People on cell phones:cmad::cmad::cmad:

I can not and will not give service to someone who won;t even acknowledge me. Then people get so wrapped up in their BS conversation they don't pay attention to what they are doing with the credit card scanner and get all mad when it screws up.

Cell phones are annoying everywhere. I seen one dumb broad out on the road try and drive a stick shift while texting

Of the people who feel the need to talk extra loud just so we all can hear how important they are.
 
I used to stand back and watch people try to push their shopping carts and talk on the phone at the same time. They were always running into things, best of all, each other.

Or they'll be listening or talking on the phone and pointing things out that they want. Ordering thier food and being polite is obviously a distant second (in terms of priorities) to yakking on the cell phone.

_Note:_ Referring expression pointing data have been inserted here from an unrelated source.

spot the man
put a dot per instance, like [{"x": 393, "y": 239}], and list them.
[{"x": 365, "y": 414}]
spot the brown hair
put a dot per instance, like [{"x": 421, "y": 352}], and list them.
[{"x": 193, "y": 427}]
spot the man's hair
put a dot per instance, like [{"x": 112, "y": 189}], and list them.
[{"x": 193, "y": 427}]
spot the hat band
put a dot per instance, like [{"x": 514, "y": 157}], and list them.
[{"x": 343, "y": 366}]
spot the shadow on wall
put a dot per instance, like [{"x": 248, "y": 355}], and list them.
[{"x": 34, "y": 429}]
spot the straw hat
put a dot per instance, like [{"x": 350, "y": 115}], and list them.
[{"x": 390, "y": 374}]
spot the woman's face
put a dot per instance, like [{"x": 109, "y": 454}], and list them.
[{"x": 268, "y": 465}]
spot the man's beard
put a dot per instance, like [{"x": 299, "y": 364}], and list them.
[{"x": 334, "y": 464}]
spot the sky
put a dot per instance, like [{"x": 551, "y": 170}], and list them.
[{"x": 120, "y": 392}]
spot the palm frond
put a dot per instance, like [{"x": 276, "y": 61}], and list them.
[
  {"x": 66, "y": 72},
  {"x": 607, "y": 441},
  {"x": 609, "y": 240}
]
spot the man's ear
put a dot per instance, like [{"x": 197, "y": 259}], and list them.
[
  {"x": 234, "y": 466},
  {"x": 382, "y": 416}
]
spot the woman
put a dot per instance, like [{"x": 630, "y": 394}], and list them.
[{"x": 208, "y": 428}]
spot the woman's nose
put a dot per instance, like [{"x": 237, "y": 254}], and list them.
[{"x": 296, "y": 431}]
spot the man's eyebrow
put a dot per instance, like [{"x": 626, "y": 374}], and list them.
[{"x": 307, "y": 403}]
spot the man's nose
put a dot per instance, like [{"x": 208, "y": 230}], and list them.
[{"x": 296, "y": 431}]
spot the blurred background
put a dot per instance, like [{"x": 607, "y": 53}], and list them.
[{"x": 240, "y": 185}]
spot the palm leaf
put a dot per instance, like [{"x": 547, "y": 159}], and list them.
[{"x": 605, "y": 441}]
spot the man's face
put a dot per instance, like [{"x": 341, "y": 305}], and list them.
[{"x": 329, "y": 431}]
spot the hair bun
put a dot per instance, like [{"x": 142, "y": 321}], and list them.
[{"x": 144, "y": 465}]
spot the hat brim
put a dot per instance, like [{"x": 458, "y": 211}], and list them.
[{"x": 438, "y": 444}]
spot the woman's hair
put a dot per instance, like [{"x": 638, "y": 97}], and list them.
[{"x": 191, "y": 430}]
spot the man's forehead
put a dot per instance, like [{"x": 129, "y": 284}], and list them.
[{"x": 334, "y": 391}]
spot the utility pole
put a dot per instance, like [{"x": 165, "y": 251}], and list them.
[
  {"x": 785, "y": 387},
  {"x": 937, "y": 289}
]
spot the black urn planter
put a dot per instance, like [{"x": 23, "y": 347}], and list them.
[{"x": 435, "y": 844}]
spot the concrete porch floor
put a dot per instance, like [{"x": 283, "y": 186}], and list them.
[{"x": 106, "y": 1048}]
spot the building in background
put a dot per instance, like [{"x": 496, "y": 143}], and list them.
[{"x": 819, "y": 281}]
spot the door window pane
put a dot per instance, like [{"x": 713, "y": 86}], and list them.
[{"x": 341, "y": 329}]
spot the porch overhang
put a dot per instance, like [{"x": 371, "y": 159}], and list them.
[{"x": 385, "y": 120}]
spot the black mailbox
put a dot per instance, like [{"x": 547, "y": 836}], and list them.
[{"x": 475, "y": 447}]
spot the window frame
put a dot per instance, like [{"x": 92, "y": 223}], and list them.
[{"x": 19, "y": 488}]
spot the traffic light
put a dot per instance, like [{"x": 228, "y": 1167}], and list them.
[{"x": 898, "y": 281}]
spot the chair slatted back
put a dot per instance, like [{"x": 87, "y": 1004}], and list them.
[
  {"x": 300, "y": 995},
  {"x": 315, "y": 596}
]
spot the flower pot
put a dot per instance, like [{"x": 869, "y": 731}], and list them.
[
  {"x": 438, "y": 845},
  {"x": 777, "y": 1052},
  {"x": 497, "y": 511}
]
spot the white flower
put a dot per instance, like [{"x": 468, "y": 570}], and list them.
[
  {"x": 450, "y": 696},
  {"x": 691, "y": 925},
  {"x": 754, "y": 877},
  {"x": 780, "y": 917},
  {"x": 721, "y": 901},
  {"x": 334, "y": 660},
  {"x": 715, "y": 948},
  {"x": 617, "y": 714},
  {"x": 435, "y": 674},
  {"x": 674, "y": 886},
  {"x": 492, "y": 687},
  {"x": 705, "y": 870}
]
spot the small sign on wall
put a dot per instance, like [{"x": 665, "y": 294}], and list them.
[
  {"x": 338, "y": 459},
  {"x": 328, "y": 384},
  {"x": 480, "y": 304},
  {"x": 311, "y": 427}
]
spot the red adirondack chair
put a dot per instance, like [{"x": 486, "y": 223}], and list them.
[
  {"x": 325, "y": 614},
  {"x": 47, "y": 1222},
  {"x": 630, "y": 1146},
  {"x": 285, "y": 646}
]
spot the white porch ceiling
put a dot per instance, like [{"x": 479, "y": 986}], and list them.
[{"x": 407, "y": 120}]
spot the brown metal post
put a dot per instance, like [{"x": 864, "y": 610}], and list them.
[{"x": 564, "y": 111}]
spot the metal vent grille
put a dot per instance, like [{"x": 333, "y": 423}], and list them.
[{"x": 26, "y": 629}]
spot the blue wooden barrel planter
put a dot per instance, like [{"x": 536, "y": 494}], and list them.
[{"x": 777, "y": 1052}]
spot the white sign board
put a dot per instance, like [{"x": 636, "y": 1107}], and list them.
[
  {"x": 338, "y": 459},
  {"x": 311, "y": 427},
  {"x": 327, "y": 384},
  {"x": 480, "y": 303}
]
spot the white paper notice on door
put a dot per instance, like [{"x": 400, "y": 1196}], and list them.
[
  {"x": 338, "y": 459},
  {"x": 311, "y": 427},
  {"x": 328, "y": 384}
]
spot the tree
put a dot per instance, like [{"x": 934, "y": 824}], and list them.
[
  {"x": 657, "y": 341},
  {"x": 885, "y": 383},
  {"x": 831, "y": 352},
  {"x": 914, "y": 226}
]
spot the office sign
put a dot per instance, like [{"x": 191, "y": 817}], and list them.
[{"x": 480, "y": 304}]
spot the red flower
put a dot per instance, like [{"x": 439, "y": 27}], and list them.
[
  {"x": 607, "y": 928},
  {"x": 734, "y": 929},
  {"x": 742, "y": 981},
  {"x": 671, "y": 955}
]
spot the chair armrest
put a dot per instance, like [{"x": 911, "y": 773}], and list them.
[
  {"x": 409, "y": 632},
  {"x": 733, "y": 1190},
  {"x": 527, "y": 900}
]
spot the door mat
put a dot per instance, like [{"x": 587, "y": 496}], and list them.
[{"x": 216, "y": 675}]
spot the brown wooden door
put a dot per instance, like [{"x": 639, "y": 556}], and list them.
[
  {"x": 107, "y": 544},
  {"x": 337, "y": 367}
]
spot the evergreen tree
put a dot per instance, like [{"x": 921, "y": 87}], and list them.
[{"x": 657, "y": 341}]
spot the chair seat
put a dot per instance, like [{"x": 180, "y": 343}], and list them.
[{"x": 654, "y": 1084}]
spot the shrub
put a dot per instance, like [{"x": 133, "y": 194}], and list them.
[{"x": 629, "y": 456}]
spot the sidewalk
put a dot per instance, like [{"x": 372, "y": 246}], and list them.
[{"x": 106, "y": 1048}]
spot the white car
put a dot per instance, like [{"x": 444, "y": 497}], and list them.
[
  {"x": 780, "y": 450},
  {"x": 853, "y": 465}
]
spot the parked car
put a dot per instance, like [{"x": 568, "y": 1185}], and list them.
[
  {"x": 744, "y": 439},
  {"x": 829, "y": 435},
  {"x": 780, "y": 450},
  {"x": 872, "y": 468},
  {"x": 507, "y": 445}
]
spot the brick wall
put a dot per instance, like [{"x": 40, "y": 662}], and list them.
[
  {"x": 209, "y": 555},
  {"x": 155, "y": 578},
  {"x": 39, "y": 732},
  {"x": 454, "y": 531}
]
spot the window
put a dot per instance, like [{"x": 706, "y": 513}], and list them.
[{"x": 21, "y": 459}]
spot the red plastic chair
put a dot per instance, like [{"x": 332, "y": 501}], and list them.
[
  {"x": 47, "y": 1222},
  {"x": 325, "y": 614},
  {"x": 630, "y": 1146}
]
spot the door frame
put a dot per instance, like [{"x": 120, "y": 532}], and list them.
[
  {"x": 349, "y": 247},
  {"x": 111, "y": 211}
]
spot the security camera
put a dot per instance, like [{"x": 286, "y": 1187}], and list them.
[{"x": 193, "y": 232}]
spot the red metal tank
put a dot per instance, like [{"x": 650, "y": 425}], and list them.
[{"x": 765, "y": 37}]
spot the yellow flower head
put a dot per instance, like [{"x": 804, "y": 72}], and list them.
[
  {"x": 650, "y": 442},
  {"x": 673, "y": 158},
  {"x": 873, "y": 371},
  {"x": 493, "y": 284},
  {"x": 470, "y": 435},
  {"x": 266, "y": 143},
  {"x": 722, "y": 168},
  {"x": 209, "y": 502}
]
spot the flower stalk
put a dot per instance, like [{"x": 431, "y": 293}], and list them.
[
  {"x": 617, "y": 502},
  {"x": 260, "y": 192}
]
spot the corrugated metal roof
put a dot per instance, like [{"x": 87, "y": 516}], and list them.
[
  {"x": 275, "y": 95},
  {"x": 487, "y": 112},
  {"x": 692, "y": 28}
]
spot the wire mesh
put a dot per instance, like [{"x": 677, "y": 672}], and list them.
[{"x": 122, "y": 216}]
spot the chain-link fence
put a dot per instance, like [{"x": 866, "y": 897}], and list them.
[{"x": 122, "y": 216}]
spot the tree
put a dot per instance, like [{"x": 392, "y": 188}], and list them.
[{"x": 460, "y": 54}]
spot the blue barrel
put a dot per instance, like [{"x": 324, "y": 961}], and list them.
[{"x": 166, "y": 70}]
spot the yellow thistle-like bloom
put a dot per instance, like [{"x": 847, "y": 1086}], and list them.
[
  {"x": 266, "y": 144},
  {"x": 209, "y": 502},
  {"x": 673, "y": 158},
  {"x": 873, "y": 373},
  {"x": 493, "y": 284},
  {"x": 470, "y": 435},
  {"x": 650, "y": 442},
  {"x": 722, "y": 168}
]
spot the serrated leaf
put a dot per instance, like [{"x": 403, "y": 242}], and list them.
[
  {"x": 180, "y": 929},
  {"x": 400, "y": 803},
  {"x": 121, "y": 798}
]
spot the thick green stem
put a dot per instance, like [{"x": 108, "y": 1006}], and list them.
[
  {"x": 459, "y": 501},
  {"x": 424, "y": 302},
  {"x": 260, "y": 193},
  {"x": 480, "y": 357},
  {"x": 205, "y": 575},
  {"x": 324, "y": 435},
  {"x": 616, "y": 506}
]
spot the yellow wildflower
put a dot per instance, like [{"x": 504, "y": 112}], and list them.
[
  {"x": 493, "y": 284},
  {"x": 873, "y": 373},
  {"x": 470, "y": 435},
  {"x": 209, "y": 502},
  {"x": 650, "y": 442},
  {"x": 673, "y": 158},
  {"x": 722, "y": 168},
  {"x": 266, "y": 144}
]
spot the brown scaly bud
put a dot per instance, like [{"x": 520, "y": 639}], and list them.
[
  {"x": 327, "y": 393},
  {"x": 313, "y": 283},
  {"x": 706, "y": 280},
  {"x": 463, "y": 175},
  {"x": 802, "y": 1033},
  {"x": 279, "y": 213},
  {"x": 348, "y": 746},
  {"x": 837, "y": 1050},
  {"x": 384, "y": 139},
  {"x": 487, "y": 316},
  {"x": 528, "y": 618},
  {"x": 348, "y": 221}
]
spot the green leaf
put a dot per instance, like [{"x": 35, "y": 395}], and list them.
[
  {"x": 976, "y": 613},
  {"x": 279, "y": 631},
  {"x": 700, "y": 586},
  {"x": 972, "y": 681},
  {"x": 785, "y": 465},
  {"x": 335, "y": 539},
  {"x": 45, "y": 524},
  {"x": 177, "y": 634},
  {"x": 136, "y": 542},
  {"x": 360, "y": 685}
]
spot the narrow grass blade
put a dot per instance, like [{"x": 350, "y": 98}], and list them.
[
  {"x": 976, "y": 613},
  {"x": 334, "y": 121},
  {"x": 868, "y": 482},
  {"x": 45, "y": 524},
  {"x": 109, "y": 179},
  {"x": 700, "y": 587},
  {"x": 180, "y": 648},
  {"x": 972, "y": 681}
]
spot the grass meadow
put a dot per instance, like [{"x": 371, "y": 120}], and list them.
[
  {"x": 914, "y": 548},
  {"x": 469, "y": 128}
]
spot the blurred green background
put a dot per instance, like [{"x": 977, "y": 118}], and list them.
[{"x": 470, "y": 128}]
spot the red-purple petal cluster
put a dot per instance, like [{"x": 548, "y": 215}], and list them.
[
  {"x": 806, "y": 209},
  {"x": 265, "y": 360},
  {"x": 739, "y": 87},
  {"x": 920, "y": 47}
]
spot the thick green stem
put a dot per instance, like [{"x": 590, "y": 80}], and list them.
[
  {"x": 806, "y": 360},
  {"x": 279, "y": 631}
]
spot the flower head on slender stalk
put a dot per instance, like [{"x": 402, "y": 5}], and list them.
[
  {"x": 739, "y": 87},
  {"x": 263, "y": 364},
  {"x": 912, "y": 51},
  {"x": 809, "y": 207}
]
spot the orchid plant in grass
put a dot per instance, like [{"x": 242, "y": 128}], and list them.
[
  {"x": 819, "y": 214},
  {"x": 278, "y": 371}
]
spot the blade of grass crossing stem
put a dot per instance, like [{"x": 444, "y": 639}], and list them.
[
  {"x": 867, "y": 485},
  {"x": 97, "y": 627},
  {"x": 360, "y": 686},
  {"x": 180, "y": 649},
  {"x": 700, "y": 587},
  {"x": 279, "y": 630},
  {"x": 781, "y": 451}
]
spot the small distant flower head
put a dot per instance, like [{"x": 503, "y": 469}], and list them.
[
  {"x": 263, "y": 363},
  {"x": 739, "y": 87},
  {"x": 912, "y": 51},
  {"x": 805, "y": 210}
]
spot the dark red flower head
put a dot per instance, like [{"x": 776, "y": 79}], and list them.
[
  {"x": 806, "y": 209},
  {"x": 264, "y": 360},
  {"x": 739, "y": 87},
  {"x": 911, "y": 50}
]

I wish I could swear and talk to co-workers while a customer waited to be served.
 
Even though I work at a Christian Bookstore, you wouldn't believe the amount of people who try to cheat us out/expect us to give them stuff for free.

We had a lady a couple weeks ago who walked in and wanted to listen to a new Christmas CD that had just came out. Well, we have the special computers where we can scan the barcode of a CD and it will play about 2 minutes of each track. The computers had evidently not been updated because the CD she wanted to listen to wasn't in there.

The lady ends up buying the CD anyways.

About 15 minutes later the woman comes in claiming that the CD doesn't work right in her car. I ask what is wrong and she can't give me a straight answer ("it pauses for a second before going to the next track"). I stated that we couldn't take back CDs that are already opened because of copying, but I said that I would be more than happy to exchange it for a new copy of the same CD because it was "defective."

She demands a manager who comes over and says the same thing. I then proceed to take the CD over to one of our crappy Walmart CD players and it plays perfectly. It's obvious to everyone that she just listened to the CD, didn't like it, and wanted to return it.

She then claims we aren't Christian because she can't buy and return things as she pleases.